The Cubs keep calling up kids from the minor leagues, but the farm system still has plenty of talent.
Even with Willson Contreras, Albert Almora and Jeimer Candelario all earning promotions to Chicago over the last month, the Cubs still had three guys — Gleyber Torres, Eloy Jimenez, Ian Happ — included in the Top 50 of both the Baseball America and Baseball Prospectus rankings.
What's also amazing is the Cubs' best minor-league hitter wasn't even ranked.
Dan Vogelbach is absolutely lighting up Triple-A pitching, yet still finds his name nowhere among top prospect rankings.
The 23-year-old first baseman currently boasts a .973 OPS thanks to a .312 average, .426 on-base percentage and .547 slugging percentage. He has 15 homers, 60 RBI, 51 runs and 55 walks compared to only 65 strikeouts in 84 games.
Vogelbach's bat looks to be near big-league ready, but he's blocked by Anthony Rizzo in Chicago so the 2011 second-round pick figures to be a prime trade candidate as the Cubs creep toward the deadline.
No doubt teams looking to make a deal with the Cubs this month will be inquiring about the following trio, as well:
Gleyber Torres, SS
Torres is only 19 and has moved up from the No. 41 preseason prospect by both outlets. He collected four hits — including a homer — Thursday to bump his season line to .268/.350/.424 with Advanced Class-A Myrtle Beach.
Baseball Prospectus's rationale for his ranking makes Torres sound like a can't miss prospect:
Why He'll Succeed: There’s no real weakness to Torres’ game. Everything but the power flashes above-average to plus, and his instincts both at the plate and in the field are impressive for any age, much less a 19-year-old.

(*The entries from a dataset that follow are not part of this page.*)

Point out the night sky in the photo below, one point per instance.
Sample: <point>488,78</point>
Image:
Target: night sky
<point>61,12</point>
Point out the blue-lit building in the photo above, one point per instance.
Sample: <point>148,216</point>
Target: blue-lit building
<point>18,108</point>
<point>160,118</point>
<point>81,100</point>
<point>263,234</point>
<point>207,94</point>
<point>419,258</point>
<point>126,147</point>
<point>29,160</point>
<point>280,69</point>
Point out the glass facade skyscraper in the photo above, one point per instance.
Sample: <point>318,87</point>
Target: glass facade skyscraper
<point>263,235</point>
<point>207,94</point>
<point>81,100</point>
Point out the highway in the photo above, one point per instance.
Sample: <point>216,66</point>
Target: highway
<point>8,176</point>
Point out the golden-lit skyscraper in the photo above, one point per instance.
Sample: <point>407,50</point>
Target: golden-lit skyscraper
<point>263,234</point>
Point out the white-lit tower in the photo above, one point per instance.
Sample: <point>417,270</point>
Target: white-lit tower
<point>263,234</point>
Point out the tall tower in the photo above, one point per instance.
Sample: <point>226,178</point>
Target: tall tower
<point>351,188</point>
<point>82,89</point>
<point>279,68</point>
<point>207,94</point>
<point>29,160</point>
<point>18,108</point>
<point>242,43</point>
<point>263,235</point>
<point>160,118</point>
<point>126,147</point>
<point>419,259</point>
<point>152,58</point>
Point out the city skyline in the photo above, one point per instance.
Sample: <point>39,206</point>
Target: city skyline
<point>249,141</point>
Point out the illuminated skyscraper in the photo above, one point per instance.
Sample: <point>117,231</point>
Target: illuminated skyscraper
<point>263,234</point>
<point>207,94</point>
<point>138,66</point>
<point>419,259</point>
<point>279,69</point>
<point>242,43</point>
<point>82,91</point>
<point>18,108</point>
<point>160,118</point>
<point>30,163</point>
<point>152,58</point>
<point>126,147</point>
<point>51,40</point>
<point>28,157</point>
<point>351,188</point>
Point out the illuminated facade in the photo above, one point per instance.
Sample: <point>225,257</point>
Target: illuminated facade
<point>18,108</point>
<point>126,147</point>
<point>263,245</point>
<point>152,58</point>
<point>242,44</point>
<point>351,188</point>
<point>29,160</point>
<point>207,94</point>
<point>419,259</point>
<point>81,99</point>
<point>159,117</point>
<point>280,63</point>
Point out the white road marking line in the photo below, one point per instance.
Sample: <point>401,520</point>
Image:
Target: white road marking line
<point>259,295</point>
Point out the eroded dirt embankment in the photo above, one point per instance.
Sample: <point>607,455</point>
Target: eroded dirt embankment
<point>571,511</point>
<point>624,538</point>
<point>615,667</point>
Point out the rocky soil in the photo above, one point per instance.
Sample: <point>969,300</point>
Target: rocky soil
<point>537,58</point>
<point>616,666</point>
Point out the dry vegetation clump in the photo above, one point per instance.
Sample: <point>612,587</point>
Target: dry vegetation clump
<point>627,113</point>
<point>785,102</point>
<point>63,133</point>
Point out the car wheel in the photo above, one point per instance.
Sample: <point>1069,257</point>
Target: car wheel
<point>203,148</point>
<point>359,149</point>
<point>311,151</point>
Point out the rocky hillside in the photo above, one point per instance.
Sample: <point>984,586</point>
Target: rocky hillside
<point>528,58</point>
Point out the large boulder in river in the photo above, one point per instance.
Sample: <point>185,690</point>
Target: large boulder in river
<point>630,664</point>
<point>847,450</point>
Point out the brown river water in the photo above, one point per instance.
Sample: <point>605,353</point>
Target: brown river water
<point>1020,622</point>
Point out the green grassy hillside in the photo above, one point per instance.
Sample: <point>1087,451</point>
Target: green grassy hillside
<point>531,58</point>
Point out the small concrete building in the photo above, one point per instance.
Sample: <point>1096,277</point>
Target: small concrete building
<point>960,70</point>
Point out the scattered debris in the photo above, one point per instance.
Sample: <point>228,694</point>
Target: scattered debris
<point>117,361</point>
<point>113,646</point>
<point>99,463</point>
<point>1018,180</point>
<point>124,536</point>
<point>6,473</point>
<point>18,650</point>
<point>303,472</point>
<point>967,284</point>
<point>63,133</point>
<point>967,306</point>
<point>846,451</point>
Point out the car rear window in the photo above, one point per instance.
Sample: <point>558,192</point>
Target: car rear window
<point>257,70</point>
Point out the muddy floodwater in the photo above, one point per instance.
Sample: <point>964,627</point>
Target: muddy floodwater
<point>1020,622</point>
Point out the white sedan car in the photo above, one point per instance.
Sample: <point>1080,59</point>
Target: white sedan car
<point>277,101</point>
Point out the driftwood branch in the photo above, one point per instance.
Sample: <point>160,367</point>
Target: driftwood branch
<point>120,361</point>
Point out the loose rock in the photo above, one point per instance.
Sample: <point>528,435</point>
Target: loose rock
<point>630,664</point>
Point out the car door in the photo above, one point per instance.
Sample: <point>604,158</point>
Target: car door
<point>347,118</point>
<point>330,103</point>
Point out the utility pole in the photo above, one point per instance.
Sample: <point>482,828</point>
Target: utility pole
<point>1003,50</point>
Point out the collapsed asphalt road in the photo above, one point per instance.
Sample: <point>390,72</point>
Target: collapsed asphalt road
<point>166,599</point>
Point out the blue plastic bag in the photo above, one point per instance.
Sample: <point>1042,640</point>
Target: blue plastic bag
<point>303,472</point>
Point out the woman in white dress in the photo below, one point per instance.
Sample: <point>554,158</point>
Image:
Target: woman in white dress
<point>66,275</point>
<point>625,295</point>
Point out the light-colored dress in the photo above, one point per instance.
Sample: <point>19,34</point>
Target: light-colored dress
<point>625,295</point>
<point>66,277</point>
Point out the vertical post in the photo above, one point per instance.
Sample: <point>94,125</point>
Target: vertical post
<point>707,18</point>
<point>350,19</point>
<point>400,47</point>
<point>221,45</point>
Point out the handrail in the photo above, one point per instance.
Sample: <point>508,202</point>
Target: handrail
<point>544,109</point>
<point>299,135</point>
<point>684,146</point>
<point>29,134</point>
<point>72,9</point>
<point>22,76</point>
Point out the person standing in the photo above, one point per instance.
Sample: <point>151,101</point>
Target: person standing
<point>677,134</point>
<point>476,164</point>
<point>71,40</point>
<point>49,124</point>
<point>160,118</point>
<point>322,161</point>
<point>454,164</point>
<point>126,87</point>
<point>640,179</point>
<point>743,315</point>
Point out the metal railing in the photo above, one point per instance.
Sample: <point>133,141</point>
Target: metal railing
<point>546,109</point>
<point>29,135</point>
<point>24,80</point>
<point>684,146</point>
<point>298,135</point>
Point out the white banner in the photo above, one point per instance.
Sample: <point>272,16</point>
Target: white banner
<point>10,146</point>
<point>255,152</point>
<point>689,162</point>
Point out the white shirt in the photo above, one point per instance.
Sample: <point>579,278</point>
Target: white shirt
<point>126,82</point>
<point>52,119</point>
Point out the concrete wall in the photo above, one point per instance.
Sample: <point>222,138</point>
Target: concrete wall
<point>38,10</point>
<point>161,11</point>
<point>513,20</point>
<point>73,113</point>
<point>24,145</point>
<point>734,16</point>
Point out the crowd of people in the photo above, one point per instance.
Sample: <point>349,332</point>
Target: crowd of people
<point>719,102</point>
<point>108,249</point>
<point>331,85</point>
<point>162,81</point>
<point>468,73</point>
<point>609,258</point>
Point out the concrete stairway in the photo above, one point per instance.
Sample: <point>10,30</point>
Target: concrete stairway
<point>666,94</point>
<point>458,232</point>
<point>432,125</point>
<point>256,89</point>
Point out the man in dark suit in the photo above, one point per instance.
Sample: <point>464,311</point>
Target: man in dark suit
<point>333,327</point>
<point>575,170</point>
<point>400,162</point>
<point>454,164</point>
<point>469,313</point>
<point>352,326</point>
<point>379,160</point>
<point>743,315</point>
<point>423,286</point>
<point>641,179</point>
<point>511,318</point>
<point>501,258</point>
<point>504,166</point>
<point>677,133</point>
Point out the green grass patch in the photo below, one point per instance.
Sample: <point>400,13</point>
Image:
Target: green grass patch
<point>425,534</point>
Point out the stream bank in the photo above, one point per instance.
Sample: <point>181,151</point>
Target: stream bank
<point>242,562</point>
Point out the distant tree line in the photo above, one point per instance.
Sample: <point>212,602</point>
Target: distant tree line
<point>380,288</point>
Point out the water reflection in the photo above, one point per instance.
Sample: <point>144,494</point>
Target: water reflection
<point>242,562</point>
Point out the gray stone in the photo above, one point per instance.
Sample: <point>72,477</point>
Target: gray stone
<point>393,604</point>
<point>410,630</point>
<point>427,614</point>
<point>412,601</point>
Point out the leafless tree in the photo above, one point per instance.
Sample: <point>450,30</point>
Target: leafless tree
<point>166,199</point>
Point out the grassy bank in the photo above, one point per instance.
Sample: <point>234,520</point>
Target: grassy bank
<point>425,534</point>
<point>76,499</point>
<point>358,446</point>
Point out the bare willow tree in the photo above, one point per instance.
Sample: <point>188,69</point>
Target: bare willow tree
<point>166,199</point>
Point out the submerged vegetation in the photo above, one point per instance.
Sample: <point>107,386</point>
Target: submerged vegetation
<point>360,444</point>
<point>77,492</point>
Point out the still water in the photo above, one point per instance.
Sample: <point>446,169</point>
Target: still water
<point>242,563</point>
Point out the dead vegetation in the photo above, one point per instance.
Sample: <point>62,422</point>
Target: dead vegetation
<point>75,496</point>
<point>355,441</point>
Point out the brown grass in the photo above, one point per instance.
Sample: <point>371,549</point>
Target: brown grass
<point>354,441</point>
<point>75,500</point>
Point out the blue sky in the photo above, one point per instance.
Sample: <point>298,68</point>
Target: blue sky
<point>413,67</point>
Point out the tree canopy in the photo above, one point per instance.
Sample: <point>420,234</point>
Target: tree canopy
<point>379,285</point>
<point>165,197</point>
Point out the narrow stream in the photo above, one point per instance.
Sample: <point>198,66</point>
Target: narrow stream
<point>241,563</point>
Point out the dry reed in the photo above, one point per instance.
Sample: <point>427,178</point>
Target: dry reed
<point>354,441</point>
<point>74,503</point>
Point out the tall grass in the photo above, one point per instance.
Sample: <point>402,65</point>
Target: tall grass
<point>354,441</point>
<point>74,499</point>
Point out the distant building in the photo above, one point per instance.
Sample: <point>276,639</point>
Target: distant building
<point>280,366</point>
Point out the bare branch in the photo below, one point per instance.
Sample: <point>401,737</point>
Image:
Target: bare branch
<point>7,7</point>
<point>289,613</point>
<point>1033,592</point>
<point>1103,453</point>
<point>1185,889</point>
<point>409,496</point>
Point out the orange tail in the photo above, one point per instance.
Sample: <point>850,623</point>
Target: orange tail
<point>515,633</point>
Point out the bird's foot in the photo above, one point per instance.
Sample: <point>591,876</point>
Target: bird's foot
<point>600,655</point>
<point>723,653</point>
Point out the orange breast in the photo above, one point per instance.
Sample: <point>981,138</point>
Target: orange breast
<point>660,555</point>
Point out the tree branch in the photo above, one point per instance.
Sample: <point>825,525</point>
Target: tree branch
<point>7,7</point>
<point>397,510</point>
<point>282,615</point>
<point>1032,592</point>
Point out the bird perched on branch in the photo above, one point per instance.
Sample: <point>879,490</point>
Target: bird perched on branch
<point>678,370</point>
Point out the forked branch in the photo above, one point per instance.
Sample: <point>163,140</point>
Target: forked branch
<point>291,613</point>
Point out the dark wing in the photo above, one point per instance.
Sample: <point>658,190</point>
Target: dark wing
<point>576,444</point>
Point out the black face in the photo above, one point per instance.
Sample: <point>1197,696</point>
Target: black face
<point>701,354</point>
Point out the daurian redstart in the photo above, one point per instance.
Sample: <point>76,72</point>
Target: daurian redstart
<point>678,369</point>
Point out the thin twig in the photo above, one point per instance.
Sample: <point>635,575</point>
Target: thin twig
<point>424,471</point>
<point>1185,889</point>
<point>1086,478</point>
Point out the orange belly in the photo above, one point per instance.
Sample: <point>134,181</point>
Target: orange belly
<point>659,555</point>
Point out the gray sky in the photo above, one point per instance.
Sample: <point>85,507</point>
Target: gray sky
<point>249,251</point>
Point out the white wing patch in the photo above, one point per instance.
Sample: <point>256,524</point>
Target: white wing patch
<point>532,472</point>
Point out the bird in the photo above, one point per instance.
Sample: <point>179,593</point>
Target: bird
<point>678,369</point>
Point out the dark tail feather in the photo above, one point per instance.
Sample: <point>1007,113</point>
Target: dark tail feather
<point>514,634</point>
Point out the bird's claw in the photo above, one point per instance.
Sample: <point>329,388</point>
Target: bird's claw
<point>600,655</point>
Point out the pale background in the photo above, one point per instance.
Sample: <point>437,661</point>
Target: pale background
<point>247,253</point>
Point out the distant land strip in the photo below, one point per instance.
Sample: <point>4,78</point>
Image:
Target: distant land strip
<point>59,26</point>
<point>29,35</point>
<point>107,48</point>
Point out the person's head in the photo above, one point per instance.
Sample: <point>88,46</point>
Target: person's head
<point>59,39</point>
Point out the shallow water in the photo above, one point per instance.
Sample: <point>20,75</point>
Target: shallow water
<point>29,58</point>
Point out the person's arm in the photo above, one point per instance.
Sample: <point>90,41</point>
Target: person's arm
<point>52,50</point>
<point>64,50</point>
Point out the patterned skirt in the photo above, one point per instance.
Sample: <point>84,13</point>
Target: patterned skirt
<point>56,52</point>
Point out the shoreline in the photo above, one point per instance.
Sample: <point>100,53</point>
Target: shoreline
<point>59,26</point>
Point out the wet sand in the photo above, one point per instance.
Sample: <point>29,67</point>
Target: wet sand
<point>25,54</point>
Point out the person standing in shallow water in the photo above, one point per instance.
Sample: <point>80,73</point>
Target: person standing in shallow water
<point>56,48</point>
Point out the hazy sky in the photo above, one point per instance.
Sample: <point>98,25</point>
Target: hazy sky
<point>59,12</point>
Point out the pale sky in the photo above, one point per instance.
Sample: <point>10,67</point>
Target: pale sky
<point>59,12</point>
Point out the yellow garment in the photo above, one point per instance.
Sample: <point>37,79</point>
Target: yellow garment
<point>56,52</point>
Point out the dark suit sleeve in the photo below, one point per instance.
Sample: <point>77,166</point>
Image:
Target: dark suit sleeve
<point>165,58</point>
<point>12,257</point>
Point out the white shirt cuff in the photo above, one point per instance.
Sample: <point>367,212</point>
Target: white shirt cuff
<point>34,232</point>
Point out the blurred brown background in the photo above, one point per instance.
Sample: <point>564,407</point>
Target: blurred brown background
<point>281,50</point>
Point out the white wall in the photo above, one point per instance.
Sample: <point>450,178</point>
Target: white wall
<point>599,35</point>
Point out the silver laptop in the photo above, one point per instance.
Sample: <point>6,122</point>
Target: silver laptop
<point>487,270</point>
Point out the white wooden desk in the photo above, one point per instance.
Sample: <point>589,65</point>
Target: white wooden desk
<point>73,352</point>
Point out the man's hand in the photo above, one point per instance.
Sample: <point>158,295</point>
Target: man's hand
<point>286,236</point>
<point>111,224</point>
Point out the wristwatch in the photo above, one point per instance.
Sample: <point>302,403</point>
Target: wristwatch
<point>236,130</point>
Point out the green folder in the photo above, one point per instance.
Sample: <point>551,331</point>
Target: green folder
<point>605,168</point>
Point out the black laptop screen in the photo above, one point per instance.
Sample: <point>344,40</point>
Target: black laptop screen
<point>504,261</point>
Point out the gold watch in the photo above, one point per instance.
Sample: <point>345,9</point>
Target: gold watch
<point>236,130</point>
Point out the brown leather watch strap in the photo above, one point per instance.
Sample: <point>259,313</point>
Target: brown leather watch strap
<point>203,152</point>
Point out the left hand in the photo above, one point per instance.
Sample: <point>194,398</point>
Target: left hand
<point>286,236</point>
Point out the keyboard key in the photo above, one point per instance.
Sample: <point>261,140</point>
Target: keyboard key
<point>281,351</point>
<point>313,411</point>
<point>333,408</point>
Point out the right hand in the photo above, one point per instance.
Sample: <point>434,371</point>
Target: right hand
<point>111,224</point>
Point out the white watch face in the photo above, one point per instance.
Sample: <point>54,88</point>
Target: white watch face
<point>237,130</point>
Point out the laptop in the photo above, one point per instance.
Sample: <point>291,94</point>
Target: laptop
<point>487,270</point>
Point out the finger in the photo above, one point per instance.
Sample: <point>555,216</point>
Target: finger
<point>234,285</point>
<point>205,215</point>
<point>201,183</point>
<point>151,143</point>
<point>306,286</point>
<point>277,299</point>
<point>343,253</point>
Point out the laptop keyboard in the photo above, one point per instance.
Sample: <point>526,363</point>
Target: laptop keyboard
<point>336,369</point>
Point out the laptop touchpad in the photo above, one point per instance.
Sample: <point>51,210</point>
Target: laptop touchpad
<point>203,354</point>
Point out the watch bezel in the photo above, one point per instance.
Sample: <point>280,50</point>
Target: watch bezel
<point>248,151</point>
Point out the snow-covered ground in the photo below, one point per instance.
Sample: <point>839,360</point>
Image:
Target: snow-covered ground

Why He Might Fail: If he doesn’t stick at shortstop, he doesn’t have the offensive skill set to be a first-division regular. That’s all I got.
Eloy Jimenez, OF
Jimenez is also 19 and was not included on the game's top prospect lists in the preseason. But he's turning heads now for Class-A South Bend, hitting .337 wiht a .909 OPS on the season, including 10 homers and a whopping 29 doubles in 79 games.
Here's BP's rationale:
Why He'll Succeed: One of the two or three best young hitters in the minors, Jimenez has the size, bat speed, and hitting ability to develop into a middle-of-the-order hitter. If his approach matures, 30-homer seasons with a .300 average and a good OBP aren’t out of the question.
Why He Might Fail: His aggressive approach could get exploited as his moves up the organizational ladder and down the defensive spectrum, making the bat less palatable, though still playable.
Ian Happ, 2B/OF
Happ, 21, was the Cubs' first pick (ninth overall) last summer and instantly found himself among the Top 100 prospects in the preseason, topping out at No. 67 on BP's list.
He's bounced around between second base and outfield, but has hit everywhere he's gone, including a .452 average and 1.180 OPS in 12 games since being promoted to Double-A Tennessee this season.
Here's BP's rationale for his ranking:
Why He’ll Succeed: When he finds a long-term defensive home he'll be a solid, well-rounded regular with quality makeup and clubhouse contributions. Does a little bit of everything offensively, hitting for average, some power, and putting up double-digit stolen base totals.
Why He Might Fail: His longer swing and high strikeout totals could get exposed against big-league competition, and the unusual tool set might never quite fit an everyday profile, in which case Happ would ultimately have more of a utility future.